Son installation se situe dans la Côte d’Or : un département entièrement classé en “cercle 3“. Ce sont les zones où le prédateur peut être présent. Les éleveurs de ces zones peuvent demander que l’Etat prenne en charge l’achat de moyens de protection. Parmi ces mesures, il y a l’installation de clôtures spécifiques, ou encore l’acquisition les chiens de protection. C’est ce dernier choix que fait Thomas Maurice : cet hiver, il va acquérir un patou (un Berger des Pyrénées), pour protéger ses chèvres. 

Ça apporte une forme de sérénité, une protection claire contre les prédateurs. C’est aussi un coût à assumer, mais qui est en partie financé par l’Etat. Il faut aussi que ce soit un bon chien, donc qu’il ait un bon éleveur, et doté d’une bonne éducation“, explique l’éleveur.

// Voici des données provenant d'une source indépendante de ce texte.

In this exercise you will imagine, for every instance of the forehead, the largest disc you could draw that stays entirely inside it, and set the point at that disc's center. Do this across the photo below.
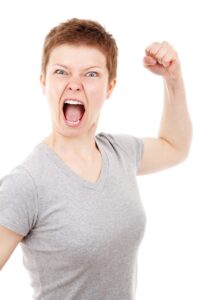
(77, 54)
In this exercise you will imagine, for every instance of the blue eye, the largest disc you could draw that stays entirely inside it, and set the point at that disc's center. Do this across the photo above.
(60, 72)
(92, 74)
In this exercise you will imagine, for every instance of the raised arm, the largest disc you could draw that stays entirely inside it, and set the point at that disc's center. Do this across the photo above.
(175, 133)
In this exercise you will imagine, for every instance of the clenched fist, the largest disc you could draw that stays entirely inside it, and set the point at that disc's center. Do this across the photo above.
(162, 59)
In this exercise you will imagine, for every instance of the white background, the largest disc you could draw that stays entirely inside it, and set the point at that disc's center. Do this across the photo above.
(169, 260)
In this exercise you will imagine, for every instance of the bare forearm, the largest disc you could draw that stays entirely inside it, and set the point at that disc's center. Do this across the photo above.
(176, 126)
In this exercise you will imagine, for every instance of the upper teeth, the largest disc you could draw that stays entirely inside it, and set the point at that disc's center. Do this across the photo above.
(73, 102)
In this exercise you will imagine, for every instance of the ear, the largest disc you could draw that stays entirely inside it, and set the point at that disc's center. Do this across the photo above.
(42, 81)
(111, 86)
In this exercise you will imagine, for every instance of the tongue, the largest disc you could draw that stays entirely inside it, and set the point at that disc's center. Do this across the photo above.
(73, 112)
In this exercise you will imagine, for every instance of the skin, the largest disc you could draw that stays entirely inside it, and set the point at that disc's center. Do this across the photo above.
(175, 133)
(77, 81)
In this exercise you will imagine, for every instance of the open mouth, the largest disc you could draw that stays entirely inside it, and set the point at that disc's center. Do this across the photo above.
(73, 111)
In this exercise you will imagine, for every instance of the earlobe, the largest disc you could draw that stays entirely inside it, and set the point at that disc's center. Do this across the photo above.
(42, 81)
(111, 88)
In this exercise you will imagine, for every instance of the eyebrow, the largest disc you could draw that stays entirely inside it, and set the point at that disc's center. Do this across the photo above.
(87, 68)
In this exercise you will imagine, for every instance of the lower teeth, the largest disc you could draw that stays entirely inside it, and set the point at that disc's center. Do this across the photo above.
(73, 122)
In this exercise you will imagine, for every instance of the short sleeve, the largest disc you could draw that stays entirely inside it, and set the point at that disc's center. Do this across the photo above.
(18, 201)
(131, 145)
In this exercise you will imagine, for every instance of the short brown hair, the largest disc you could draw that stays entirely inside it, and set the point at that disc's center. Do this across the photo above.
(82, 32)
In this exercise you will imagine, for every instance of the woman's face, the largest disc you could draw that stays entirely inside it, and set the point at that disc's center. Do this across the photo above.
(77, 73)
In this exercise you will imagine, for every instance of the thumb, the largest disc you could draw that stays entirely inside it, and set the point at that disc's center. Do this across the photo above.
(149, 61)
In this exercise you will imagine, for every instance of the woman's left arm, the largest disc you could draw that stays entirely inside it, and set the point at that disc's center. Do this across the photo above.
(175, 134)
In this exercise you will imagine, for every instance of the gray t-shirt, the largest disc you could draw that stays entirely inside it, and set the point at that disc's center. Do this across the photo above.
(81, 238)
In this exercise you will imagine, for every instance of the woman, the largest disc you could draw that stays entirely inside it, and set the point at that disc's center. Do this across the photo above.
(73, 203)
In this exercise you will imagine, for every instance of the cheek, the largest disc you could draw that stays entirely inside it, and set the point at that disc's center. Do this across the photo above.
(54, 90)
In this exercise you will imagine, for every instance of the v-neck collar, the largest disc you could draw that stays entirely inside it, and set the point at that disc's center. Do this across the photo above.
(98, 185)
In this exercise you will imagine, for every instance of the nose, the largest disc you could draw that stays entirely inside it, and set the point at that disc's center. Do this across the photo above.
(74, 84)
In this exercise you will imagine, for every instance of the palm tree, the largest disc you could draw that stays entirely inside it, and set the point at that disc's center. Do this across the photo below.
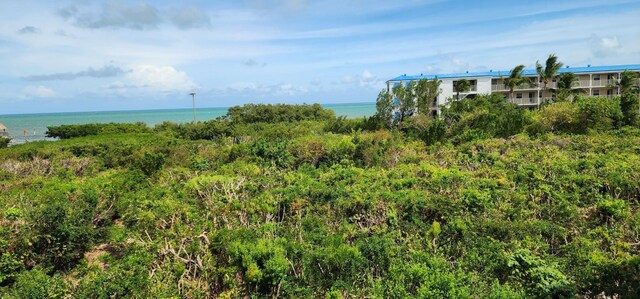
(461, 86)
(549, 71)
(516, 79)
(566, 83)
(628, 82)
(426, 92)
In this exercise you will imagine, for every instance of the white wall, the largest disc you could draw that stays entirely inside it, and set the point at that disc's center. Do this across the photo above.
(446, 88)
(484, 85)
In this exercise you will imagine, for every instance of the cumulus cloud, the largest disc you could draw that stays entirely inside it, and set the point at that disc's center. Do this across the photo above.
(251, 63)
(249, 89)
(104, 72)
(365, 79)
(39, 92)
(115, 14)
(604, 46)
(190, 17)
(135, 16)
(155, 79)
(29, 30)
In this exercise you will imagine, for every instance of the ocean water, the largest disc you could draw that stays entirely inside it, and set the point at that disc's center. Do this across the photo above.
(35, 125)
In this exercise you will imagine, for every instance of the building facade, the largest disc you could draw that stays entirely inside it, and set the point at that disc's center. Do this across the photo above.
(594, 80)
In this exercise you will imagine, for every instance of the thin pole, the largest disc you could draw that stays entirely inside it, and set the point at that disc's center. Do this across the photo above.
(193, 102)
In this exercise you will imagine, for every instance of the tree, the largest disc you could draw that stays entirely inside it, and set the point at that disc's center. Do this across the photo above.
(406, 99)
(426, 92)
(628, 82)
(384, 108)
(461, 86)
(516, 79)
(566, 82)
(549, 71)
(629, 106)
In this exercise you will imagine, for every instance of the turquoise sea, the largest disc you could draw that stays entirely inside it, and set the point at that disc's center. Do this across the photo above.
(36, 124)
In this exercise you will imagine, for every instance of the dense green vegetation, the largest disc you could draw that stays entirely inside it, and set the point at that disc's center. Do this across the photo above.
(486, 200)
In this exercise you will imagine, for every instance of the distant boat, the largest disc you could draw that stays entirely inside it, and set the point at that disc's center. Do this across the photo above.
(4, 132)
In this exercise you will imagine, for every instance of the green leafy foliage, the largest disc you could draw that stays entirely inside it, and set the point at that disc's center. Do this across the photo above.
(460, 206)
(72, 131)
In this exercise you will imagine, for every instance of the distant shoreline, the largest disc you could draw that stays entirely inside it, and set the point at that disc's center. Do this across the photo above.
(36, 123)
(168, 109)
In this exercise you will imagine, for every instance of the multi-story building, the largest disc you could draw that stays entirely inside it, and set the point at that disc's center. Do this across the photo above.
(594, 80)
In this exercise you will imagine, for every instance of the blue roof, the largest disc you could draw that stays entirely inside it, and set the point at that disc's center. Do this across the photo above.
(577, 70)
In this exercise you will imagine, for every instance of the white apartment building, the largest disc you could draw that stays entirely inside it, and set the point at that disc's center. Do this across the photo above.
(595, 80)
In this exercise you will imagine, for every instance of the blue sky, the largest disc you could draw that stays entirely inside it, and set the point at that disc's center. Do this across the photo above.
(82, 55)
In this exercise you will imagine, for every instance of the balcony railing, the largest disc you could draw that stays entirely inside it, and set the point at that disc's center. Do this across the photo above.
(473, 88)
(604, 83)
(524, 101)
(503, 87)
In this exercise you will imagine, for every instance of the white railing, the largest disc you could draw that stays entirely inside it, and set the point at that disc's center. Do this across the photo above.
(473, 88)
(524, 101)
(584, 83)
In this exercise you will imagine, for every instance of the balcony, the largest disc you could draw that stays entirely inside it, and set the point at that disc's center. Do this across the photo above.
(473, 88)
(524, 101)
(604, 83)
(503, 87)
(499, 87)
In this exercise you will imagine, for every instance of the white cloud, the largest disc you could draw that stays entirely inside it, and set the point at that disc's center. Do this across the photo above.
(39, 92)
(156, 79)
(365, 79)
(604, 46)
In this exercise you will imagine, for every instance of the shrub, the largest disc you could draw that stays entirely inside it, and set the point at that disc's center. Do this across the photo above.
(561, 117)
(73, 131)
(255, 113)
(150, 163)
(629, 104)
(36, 284)
(4, 142)
(598, 113)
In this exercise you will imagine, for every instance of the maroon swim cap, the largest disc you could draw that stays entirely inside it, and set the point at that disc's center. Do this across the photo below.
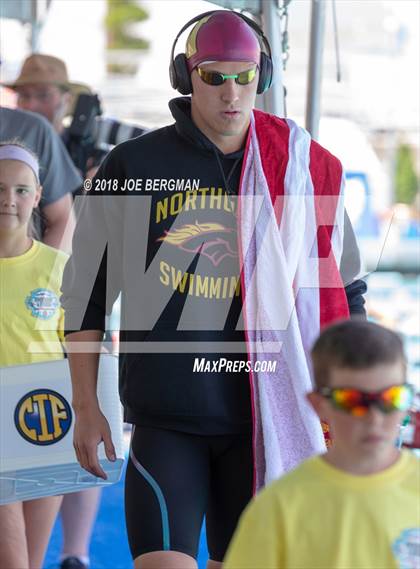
(222, 36)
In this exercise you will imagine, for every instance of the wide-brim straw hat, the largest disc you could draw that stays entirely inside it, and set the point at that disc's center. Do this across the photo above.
(47, 70)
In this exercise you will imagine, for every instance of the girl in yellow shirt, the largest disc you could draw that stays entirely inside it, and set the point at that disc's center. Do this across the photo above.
(30, 323)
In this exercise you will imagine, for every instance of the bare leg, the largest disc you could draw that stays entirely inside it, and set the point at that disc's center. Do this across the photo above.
(165, 560)
(214, 564)
(13, 548)
(78, 514)
(40, 516)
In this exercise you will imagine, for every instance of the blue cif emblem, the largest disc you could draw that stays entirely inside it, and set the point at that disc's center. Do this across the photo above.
(43, 417)
(42, 303)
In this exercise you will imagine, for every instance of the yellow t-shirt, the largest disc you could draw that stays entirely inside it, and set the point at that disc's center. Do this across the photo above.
(319, 517)
(31, 318)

Un choix que l’éleveur doit assumer, et qui exige beaucoup de temps : “Les élevages de patous sont situés dans les Alpes et dans les Pyrénées. Il faut encore se rendre sur place pour trouver le bon chien. Il faut du temps pour les former : de 2 à 3 ans, donc autant de temps à attendre qu’ils soient prêts. Sans compter le fait qu’il faut que le chien soit bien accepté par mes bêtes“.

Ce sont quelques-unes des étapes à franchir, sur lesquelles le membre de la Confédération Paysanne déplore le peu de communication. “Les jeunes et les nouveaux éleveurs doivent être informés dès qu’ils débutent leurs activités, des risques liés au loup, et des mesures à prendre. Cette formation doit concerner les jeunes éleveurs, dès qu’ils débutent, mais aussi les éleveurs déjà installés. La sensibilisation doit venir de l’administration, des organisations professionnelles, des syndicats, mais aussi du terrain. La Chambre d’Agriculture, c’est pour nous le meilleur levier pour toucher l’ensemble de la profession“, explique Thomas Maurice. 

La forte présence du loup en Bourgogne

Les élevages doivent être mieux protégés, et pour cause : le prédateur s’ancre durablement, dans la région. Pour l’année 2020, 227 victimes doivent recevoir une indemnisation de l’Etat, en Bourgogne-Franche-Comté. Soit autant d’attaques présumées de loups, contre les élevages. 

Dans la région, les attaques de loups se font plus fréquentes. Une tendance beaucoup plus importante, surtout lorsqu’on compare les statistiques de 2020 aux deux années précédentes. En 2019, les services de l’Etat ont compté 107 victimes indemnisables. Un nombre lui même supérieur à celui de 2018, où 35 attaques présumées de loups avaient été relevées.